Sep 12

I remember that day very well. My wife, Lisa,  had taken our daughter with her to her mother’s house. I was still at home and hadn’t left for work yet. Lisa called me to tell me a plane had crashed into the World’s Trade Center, at the time, details were still sketchy. I assumed it was an accident, the truth that would later be unveiled, was at that time unthinkable. I turned on the television and watched a live CNN broadcast of the disaster: burning, smoking wreakage. Then, another plane careened by. I expected it to come out the other side, behind the Towers. I expected that the second plane was, in fact, behind the towers. It didn’t. I saw it smash into the second tower in a conflagration of fire, glass and twisted metal. Minutes later, the President appeared on television and announced that our country was under a terrorist attack.

I worked for BellSouth at the time. A state of emergency had been declared, and everyone at work scrambled to get phones and service ready for government facilities in the Metro Atlanta area. Not really knowing what to do, in a bit of a daze, I went to work. On the way there, the radio reported that another plane hit the Pentagon.

At work, we had TVs set up so we could watch the events as they unfolded. I watched people jump to their deaths to escape the fire, saw people scramble about the smoking streets of New York-confused, frightened, not sure of what to do.

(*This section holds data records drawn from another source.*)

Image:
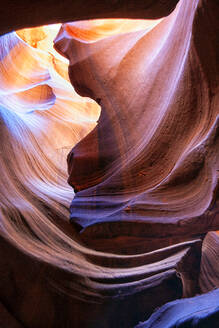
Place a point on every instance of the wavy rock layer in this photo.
(200, 311)
(145, 175)
(153, 157)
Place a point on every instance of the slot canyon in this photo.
(109, 164)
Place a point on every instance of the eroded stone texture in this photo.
(197, 312)
(153, 157)
(146, 176)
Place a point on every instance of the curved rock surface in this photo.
(145, 175)
(153, 157)
(197, 312)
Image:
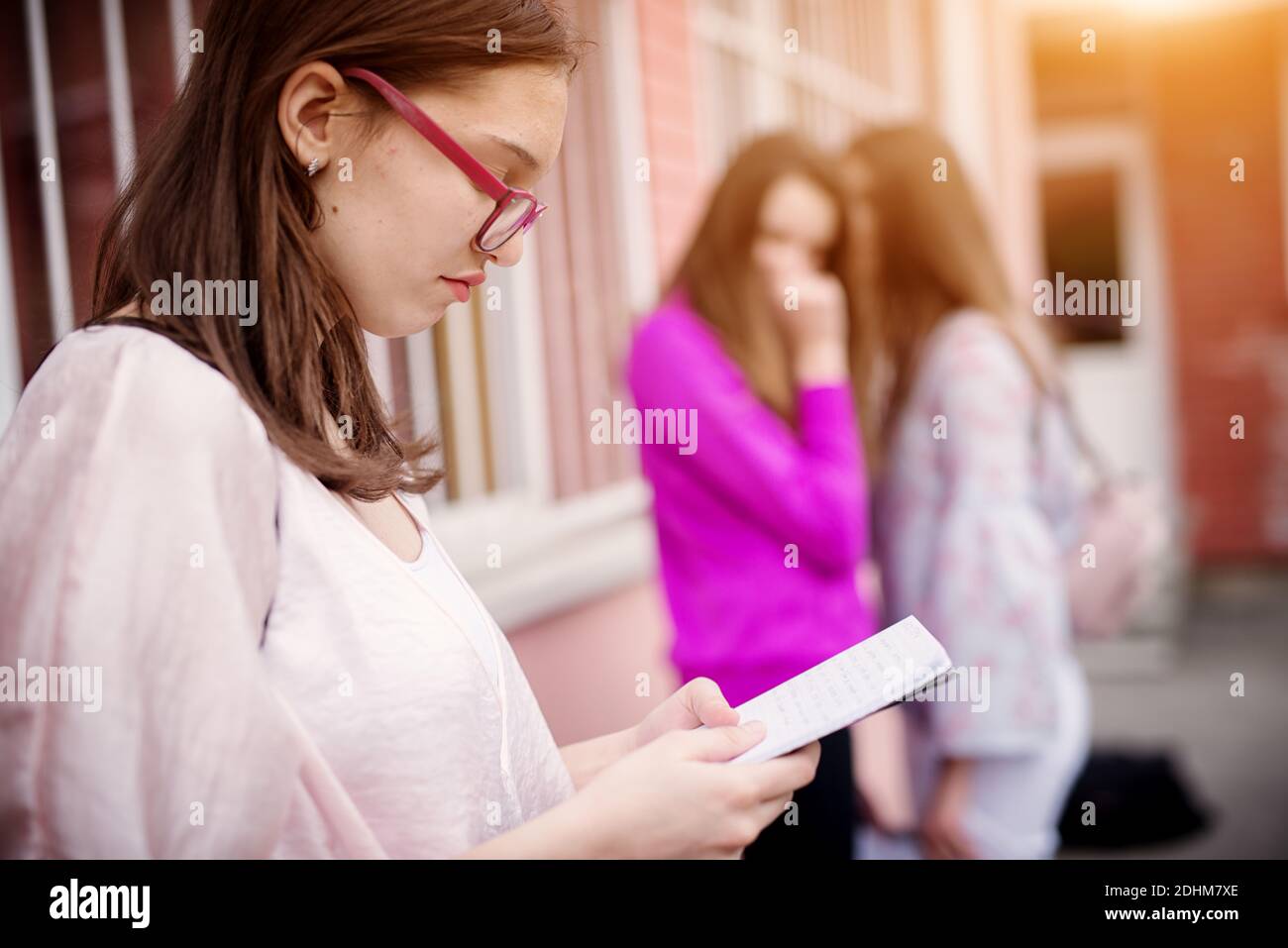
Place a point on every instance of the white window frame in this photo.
(527, 553)
(759, 43)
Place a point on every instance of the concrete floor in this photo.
(1232, 751)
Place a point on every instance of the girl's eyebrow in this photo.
(519, 153)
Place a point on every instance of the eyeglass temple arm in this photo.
(426, 127)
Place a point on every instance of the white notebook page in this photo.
(848, 686)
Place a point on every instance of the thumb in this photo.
(717, 745)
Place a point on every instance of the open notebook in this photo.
(879, 672)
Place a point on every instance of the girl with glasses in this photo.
(217, 514)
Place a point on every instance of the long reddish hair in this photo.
(717, 273)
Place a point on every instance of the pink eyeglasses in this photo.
(515, 209)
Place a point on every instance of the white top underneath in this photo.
(443, 583)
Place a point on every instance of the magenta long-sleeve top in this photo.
(760, 527)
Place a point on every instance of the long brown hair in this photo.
(934, 256)
(717, 272)
(218, 194)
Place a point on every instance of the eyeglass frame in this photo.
(487, 181)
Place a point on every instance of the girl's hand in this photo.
(815, 327)
(677, 797)
(697, 702)
(941, 832)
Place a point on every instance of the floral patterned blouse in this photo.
(975, 514)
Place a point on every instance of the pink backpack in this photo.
(1117, 562)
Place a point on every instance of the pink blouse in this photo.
(274, 681)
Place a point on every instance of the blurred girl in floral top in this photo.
(975, 505)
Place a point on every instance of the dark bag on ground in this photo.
(1140, 800)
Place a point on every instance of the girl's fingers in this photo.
(707, 704)
(787, 773)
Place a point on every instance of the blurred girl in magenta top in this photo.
(763, 515)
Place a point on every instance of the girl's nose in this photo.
(509, 253)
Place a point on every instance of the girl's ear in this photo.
(304, 108)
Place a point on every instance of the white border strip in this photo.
(119, 104)
(11, 351)
(56, 261)
(180, 25)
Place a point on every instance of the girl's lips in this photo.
(460, 287)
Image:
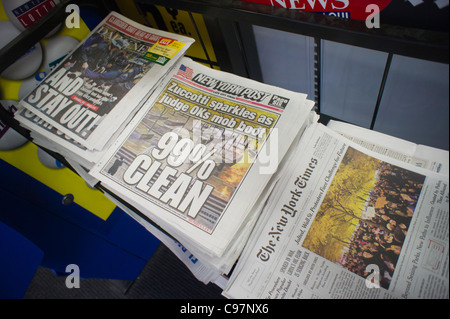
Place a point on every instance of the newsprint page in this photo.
(348, 223)
(198, 155)
(99, 85)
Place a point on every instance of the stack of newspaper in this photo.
(191, 149)
(224, 169)
(360, 216)
(86, 101)
(198, 157)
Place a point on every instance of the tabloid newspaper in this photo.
(199, 154)
(348, 223)
(101, 83)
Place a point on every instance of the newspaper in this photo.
(199, 154)
(102, 83)
(348, 223)
(424, 156)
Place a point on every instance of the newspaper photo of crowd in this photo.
(366, 224)
(379, 240)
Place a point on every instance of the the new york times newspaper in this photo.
(200, 152)
(348, 223)
(100, 85)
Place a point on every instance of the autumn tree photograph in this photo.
(365, 214)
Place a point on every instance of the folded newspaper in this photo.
(198, 156)
(349, 222)
(100, 85)
(219, 162)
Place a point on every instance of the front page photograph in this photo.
(349, 224)
(99, 85)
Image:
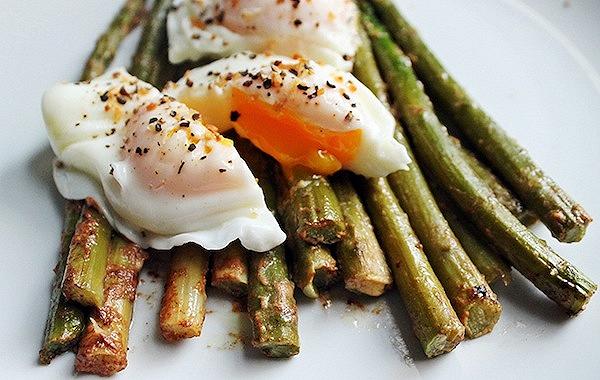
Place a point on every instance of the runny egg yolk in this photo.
(290, 140)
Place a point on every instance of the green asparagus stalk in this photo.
(65, 321)
(68, 323)
(150, 60)
(184, 300)
(103, 346)
(566, 219)
(271, 304)
(502, 193)
(474, 301)
(530, 255)
(314, 208)
(106, 47)
(86, 263)
(229, 270)
(435, 323)
(481, 253)
(361, 260)
(314, 265)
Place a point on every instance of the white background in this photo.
(532, 64)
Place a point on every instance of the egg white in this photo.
(340, 102)
(159, 175)
(324, 31)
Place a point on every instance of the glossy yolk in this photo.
(290, 140)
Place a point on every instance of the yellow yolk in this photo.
(290, 140)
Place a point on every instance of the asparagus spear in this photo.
(566, 219)
(314, 208)
(504, 195)
(150, 60)
(530, 255)
(434, 321)
(103, 347)
(230, 270)
(183, 304)
(361, 260)
(314, 266)
(481, 253)
(271, 304)
(65, 321)
(474, 301)
(106, 47)
(86, 263)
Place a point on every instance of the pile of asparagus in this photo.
(443, 231)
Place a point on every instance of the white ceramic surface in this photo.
(532, 64)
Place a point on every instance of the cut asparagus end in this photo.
(272, 307)
(67, 326)
(481, 318)
(184, 301)
(66, 321)
(315, 207)
(86, 264)
(314, 267)
(566, 219)
(488, 262)
(530, 255)
(103, 346)
(361, 260)
(230, 270)
(435, 322)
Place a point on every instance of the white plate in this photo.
(533, 65)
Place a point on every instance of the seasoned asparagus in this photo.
(530, 255)
(314, 266)
(484, 257)
(184, 300)
(504, 195)
(474, 301)
(65, 321)
(271, 304)
(435, 323)
(150, 60)
(314, 208)
(565, 218)
(86, 263)
(106, 47)
(229, 270)
(360, 258)
(103, 347)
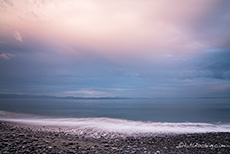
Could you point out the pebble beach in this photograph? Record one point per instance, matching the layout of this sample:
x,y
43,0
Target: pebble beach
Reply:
x,y
18,138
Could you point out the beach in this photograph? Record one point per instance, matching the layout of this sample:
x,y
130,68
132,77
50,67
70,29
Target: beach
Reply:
x,y
23,138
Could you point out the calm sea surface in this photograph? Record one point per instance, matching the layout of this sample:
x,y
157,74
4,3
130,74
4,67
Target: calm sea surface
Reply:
x,y
156,110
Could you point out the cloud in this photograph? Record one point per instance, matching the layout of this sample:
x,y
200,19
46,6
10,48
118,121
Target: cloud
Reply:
x,y
6,56
18,36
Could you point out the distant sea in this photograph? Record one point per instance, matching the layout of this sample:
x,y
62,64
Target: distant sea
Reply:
x,y
175,115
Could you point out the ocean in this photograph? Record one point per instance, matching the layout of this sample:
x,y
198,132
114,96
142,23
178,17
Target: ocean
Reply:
x,y
123,115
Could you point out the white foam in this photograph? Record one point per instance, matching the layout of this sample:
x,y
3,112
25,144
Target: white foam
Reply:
x,y
120,126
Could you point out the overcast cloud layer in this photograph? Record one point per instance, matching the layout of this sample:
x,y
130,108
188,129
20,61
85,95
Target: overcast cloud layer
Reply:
x,y
125,48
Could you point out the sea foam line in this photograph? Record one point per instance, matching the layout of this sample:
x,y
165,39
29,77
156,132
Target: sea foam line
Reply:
x,y
119,126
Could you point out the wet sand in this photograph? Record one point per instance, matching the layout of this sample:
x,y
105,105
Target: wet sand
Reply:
x,y
21,138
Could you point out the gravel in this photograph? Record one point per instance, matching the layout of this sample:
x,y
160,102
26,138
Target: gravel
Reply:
x,y
15,138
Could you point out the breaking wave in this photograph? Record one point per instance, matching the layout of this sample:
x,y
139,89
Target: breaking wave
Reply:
x,y
103,126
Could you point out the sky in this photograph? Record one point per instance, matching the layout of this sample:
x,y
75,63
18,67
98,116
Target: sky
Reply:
x,y
115,48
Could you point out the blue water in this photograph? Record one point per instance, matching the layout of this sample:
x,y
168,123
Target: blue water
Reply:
x,y
156,110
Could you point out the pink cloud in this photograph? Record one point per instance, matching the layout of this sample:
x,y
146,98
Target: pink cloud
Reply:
x,y
6,56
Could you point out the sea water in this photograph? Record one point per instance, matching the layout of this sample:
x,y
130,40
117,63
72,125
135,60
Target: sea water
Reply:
x,y
129,116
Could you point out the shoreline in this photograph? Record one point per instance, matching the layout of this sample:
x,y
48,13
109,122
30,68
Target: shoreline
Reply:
x,y
24,138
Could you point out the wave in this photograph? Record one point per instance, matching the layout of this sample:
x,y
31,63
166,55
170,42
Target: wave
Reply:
x,y
100,126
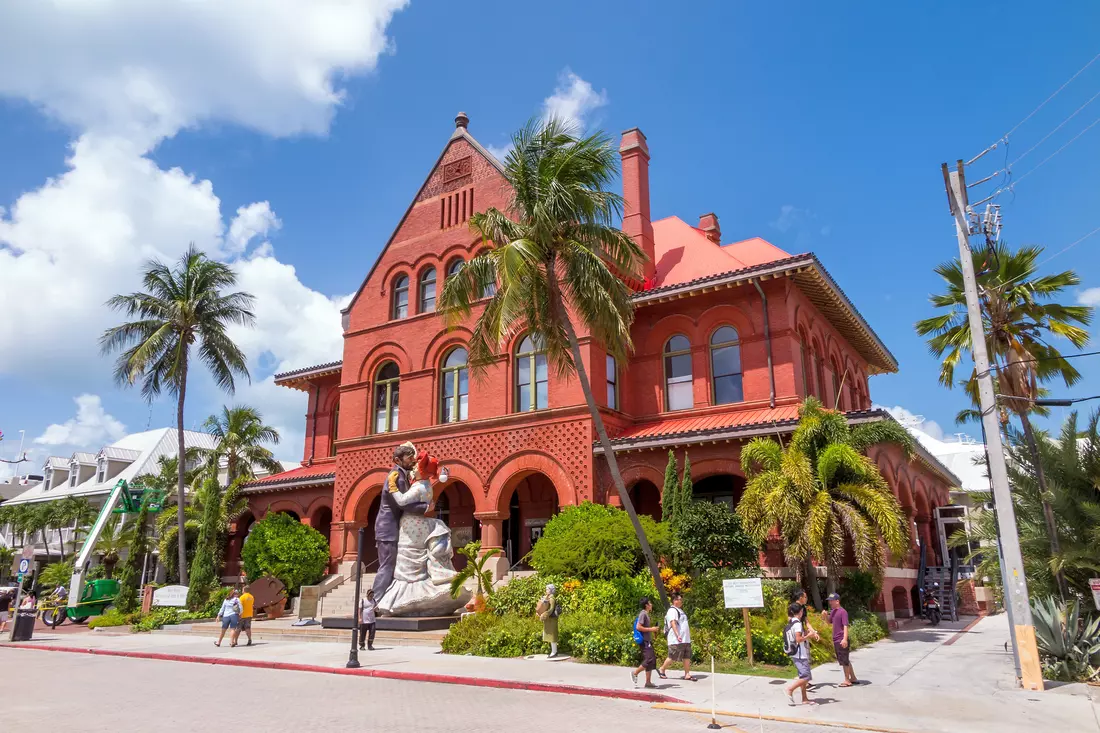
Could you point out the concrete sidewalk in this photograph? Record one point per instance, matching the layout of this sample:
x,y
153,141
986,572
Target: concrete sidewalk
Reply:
x,y
920,679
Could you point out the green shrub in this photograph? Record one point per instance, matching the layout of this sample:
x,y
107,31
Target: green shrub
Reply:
x,y
710,535
287,549
858,590
112,617
595,542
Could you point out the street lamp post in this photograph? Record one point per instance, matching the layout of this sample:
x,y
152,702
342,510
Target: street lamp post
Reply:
x,y
353,657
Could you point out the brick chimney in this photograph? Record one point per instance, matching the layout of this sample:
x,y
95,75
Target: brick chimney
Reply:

I saw the Towers collapse. My Uncle John was in New Jersey when it happened-he took photos of the smoking Manhatten skyline, scanned them, and emailed them to the rest of us throughout the day. Shaken, I actually emailed all the members of my family and tried to get them to pray with me.

My Father was in Korea that day. He went to a Buddhist temple, donated a brick-it’s still there, it says: FDNY

My Grandfather was in the FDNY.

When I write my posts, I try to have something positive to say. I try to impart some parcel of inspiration that comes to me-usually as I write the text itself. Here, even eight years after this tragedy, it seems that the best and most honest thing to do is to report the facts of what happened to me personally that day. It’s a day that we all remember. And perhaps the best way to honor those who passed is through memory. There is honor in memory.